VictoriaMetrics / operator

Kubernetes operator for Victoria Metrics
Apache License 2.0
432 stars 144 forks source link

One cluster role binding for multiple VMagent service accounts #1160

Open QuentinBtd opened 1 day ago

QuentinBtd commented 1 day ago

Hello,

I noticed something unusual, and here’s the situation…

I'm using VM Operator on my cluster, deployed within the monitoring namespace. An initial VM stack is also deployed in this same namespace, using the Helm chart victoria-metrics-k8s-stack.

For a different project, we need to deploy a second VM stack, this time in a separate namespace, which we'll call external-monitoring. This stack is also deployed using the Helm chart victoria-metrics-k8s-stack.

When the first stack is deployed, a service account for vmagent is created in the monitoring namespace, named vmagent-victoria-metrics. Additionally, a cluster role named monitoring:vmagent-cluster-access-victoria-metrics is created.

A cluster role binding, monitoring:vmagent-cluster-access-victoria-metrics, links the cluster role to the service account.

When the second stack is deployed in the external-monitoring namespace, a service account for vmagent is created in the external-monitoring namespace, also named vmagent-victoria-metrics.

However, no new cluster role is created in this case—no external-monitoring:vmagent-cluster-access-victoria-metrics is generated. Only monitoring:vmagent-cluster-access-victoria-metrics exists.

Here’s where it gets strange: the cluster role binding monitoring:vmagent-cluster-access-victoria-metrics is constantly updated. At one moment, it links the vmagent-victoria-metrics service account in the monitoring namespace to the monitoring:vmagent-cluster-access-victoria-metrics cluster role; the next moment, it links the service account from the external-monitoring namespace to this same cluster role. This switches back and forth continuously.

I tried specifying a serviceAccountName for my vmagent in the external-monitoring namespace, but that didn’t change anything.

I also tried to create the second stack without using the helm chart. Same problem.

This is problematic because the first stack is used for cluster monitoring. As a result, the service account temporarily loses its permissions because it’s no longer bound to the cluster role, leading to missing metrics.

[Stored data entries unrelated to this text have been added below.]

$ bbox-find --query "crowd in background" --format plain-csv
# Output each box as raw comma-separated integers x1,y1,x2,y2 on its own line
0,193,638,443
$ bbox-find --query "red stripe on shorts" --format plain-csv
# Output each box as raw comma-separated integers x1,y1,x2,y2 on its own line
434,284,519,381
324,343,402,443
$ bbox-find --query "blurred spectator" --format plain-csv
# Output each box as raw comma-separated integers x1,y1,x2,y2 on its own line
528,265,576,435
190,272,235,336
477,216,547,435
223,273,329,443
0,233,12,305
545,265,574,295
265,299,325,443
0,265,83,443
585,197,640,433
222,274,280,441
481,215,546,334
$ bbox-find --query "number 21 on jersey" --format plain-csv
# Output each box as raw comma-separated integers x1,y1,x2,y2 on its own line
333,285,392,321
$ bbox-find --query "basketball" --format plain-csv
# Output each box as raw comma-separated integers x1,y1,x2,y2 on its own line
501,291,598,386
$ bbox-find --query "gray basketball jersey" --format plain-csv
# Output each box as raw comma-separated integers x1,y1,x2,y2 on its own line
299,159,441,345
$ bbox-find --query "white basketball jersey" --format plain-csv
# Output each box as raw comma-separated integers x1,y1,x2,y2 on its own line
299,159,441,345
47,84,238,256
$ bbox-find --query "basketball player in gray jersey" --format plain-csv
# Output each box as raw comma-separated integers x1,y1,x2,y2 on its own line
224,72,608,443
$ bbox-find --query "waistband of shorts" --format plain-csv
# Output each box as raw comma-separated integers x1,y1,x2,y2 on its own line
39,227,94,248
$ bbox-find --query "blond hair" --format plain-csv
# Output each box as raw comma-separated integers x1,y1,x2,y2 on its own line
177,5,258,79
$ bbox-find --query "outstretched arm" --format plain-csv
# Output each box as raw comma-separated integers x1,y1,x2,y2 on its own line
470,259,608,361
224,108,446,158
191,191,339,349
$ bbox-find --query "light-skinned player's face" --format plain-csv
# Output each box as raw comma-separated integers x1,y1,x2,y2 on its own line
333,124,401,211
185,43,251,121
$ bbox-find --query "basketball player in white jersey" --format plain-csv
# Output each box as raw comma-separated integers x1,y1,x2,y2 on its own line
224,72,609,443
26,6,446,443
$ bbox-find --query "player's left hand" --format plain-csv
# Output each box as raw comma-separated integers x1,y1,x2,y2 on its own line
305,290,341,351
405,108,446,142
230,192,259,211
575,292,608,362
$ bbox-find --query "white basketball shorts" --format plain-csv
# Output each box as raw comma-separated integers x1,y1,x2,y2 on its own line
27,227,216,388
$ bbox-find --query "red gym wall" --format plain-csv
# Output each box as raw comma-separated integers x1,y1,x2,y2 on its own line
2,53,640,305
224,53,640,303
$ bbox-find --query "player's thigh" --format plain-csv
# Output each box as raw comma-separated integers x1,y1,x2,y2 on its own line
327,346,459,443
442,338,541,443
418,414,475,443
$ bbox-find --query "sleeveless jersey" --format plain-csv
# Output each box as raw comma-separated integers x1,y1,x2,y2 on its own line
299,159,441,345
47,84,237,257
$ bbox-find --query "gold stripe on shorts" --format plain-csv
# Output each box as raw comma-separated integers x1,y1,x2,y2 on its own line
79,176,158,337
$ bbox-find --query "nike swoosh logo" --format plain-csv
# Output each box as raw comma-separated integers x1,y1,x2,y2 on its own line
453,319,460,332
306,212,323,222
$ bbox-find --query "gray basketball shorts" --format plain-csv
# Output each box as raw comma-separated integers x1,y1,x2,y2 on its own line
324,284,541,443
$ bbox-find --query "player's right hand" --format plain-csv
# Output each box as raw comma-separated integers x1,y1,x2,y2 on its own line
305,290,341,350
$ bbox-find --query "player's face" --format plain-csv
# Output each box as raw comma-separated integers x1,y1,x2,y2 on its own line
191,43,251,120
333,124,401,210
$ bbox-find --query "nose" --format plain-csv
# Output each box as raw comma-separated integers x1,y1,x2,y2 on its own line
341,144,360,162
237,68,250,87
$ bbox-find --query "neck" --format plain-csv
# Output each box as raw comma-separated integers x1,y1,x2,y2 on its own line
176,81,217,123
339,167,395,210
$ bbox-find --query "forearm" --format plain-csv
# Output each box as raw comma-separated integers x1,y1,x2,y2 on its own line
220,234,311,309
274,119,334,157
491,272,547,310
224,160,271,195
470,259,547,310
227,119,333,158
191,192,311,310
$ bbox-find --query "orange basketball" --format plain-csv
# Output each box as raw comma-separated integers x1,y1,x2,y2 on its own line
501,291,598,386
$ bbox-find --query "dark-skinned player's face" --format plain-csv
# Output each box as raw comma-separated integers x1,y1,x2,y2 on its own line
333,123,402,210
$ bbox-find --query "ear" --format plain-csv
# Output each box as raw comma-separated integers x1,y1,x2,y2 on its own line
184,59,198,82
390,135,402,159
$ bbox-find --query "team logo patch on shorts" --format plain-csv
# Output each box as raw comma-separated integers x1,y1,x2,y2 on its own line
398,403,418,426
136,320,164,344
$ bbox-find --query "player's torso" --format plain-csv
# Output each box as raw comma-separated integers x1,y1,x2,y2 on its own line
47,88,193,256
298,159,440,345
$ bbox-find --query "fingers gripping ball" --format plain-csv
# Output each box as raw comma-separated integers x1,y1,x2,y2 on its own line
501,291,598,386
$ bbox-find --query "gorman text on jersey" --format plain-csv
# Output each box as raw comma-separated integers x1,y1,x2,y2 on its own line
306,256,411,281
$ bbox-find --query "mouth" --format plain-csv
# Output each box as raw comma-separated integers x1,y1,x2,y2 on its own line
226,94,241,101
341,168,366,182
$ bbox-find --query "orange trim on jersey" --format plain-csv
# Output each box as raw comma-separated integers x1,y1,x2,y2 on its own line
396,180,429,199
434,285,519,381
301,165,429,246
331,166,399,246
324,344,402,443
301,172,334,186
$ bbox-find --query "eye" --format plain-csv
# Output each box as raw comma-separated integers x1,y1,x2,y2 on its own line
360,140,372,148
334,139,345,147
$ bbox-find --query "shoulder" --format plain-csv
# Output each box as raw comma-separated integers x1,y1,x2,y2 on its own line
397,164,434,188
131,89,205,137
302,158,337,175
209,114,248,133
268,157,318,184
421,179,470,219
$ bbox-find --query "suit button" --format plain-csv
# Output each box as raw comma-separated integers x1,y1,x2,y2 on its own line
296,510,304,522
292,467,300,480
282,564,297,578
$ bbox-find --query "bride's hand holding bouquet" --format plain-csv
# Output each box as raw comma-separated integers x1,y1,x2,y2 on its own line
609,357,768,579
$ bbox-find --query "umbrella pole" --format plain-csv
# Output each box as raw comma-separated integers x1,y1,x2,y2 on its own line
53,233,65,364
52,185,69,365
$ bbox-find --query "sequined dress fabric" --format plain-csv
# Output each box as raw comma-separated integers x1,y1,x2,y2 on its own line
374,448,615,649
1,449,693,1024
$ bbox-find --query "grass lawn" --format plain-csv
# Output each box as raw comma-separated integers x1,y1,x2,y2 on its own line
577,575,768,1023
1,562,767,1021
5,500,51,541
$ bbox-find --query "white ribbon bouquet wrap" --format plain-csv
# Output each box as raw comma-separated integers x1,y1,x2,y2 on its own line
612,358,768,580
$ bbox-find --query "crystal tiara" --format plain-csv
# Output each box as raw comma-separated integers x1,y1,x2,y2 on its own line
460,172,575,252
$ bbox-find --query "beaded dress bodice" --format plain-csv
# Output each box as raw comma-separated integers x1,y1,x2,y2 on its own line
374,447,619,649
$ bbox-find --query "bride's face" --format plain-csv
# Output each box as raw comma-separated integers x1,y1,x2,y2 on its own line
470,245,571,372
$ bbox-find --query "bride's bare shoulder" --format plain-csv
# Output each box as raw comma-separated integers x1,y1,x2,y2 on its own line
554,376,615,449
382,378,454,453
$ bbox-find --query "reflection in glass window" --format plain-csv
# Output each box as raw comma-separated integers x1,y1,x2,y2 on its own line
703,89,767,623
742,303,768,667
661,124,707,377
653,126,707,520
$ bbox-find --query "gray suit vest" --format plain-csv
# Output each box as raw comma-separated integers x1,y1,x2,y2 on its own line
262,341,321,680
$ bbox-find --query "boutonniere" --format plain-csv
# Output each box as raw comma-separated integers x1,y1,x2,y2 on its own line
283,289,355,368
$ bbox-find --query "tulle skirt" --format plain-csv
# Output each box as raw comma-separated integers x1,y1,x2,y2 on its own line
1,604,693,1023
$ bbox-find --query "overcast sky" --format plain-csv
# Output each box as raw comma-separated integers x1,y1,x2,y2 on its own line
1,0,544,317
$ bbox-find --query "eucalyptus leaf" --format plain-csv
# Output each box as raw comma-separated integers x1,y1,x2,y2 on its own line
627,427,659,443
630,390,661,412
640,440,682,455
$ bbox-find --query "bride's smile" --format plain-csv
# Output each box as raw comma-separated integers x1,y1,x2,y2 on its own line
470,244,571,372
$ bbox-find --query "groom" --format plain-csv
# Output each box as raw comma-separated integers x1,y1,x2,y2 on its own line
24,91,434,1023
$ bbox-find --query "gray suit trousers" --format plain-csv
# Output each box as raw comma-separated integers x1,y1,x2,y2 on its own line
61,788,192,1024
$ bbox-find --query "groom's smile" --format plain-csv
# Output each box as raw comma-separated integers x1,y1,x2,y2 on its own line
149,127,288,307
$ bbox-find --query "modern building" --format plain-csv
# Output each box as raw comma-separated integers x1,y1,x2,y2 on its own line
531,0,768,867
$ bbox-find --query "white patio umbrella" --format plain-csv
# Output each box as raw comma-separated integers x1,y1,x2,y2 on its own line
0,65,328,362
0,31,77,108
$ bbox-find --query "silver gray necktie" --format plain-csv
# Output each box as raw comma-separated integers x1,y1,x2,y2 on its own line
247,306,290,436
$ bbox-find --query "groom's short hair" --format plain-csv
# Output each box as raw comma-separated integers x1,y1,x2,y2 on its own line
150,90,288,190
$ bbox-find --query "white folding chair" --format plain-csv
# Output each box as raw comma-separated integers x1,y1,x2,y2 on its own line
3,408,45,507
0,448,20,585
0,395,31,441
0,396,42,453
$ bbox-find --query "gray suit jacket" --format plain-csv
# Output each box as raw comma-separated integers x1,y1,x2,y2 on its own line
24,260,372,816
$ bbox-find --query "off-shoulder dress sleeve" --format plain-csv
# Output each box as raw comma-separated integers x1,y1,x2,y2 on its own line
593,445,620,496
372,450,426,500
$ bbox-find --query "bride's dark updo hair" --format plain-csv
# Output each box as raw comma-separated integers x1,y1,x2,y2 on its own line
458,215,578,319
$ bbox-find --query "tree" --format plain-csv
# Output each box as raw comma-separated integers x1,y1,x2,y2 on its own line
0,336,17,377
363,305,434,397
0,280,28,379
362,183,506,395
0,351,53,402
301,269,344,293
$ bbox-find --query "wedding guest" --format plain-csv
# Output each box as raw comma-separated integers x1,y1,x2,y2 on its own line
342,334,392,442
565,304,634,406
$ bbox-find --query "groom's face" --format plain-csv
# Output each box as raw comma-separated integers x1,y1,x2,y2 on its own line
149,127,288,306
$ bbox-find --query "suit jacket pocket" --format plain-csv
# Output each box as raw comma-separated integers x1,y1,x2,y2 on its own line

f41gh7 commented 1 day ago

Hello, thanks for the reporting.

Could be related to https://github.com/VictoriaMetrics/operator/issues/891

Workaround for it to use serviceAccountName: external-monitoring for the second VMAgent and assign it needed permissions. Also I'd recommend to update operator to the latest version.

QuentinBtd commented 1 day ago

Hello,

Yes, it's the same issue. I hadn't seen this issue in my search, apologies for that.

For now, I've created two ClusterRoleBindings that link each service account from my two namespaces to the monitoring:vmagent-cluster-access-victoria-metrics cluster role. This seems to work as a temporary solution until there is an update to the operator.